Gérard Collomb à l’inauguration du Mémorial du génocide, à Lyon, le 24 avril 2006

Disparition de Gérard Collomb

L’ancien ministre d’État, l’ancien maire de Lyon, Gérard Collomb, s’est éteint le 25 novembre, à l’âge de 76 ans.

Si Collomb a été une figure emblématique de la scène politique intérieure française, il occupait une place toute particulière au cœur de la communauté franco-arménienne.

En effet, depuis le début de sa carrière politique, il avait montré un intérêt particulier pour la communauté arménienne et pour l’Arménie vis-à-vis de laquelle il a toujours montré un dévouement particulier, tout comme il a noué des liens étroits avec les Arméniens de France, spécialement avec ceux de Lyon. Et en tant que maire, il l’a prouvé en les respectant toujours, étant indéfectiblement présent à tous leurs événements importants.

C’est en 2006, lors du premier mandat de Collomb en tant que maire que le mémorial du génocide arménien de Lyon a été inauguré sur la place Antonin Poncet, dans le 2e arrondissement de la ville.

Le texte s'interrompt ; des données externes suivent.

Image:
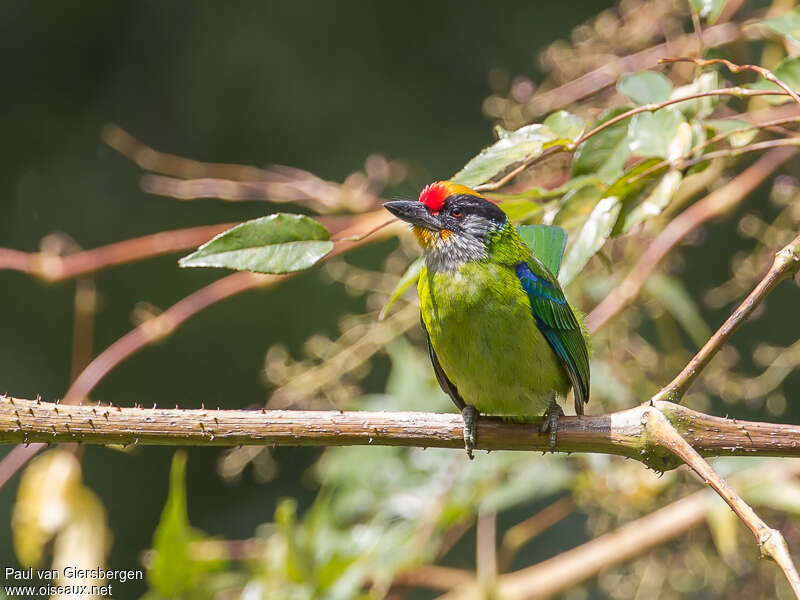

Dans son discours prononcé à cette occasion, ainsi qu’au Sénat plus tard et à toutes autres occasions, il a toujours évoqué la nécessité de rendre la négation du génocide arménien punissable par la loi.

Gérard Collomb avait également un lien direct avec les Arméniens, puisque pendant les longues années de son mandat de maire, il avait grandement fait confiance à un Arménien, au chirurgien Dr Georges Képénékian, qui était son adjoint, avant qu’il le remplace et devienne maire en 2018, lorsque Collomb a été nommé ministre du gouvernement Philippe.

Avec la perte de Collomb, « les Lyonnais sont devenus orphelins », comme l’a justement décrit le président Macron. L’actuel maire de Lyon, Grégory Doucet, qui est également une personnalité proche de l’Arménie et de l’Artsakh, salue avec un profond respect le mérite d’une personne qui « a marqué à jamais l’histoire de Lyon ».